The presence and absence as well as the amount and the interaction with other epigenetic elements are key for the maintenance of healthy cells. Often the factors mentioned above are misexpressed or mutated in cancer and other diseases.
Regarding e.g. transcriptional processes time is an essential factor and knocking down POIs with RNAi constructs takes up to 4 days. It is not entirely clear whether the observed effects are caused by the protein loss or not. For example it is possible that these effects are compensated by other proteins. Therefore it is difficult to distinguish between direct and indirect impacts. An alternative approach to circumvent many of the problems described above is to induce the rapid degradation of a given POI.

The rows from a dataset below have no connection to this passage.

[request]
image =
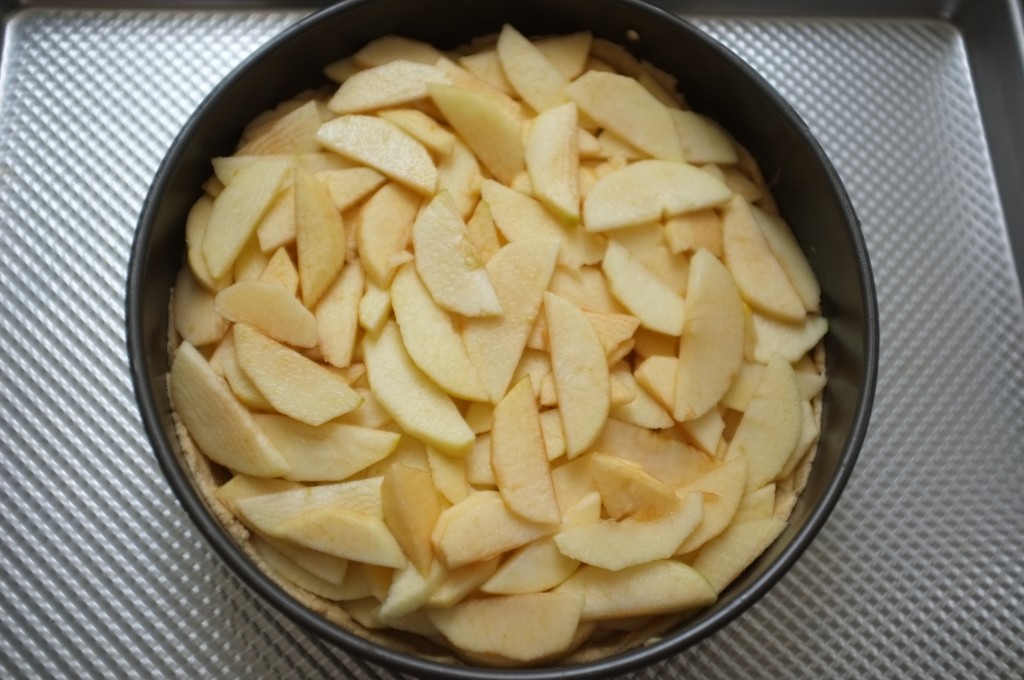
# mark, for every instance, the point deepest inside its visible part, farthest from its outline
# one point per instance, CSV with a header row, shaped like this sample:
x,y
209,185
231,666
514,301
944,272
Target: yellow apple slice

Several methods have recently been developed for targeted protein degradation. In this PhD project one such method, deGradFP, has been established and used for rapid degradation of Ush and dLint-1. DeGradFP-mediated protein degradation has been shown to only require hours for certain proteins (Banaszynski et al., 2006; Caussinus et al., 2011; An et al., 2015). An induced rapid degradation of Ush and dLint-1 will allow me to address questions such as how fast does the gene expression program change after the depletion of these proteins? Is there an early and/or a late response? What are the underlying molecular mechanisms that affect gene expression changes? I am using a newly developed version of deGradFP that allows the rapid degradation of GFP-tagged proteins in cultured cells after addition of Shield-1 reagent (Bobkov et al., 2020).
This project is funded by the Deutsche Forschungsgemeinschaft (DFG, grant BR2102/8).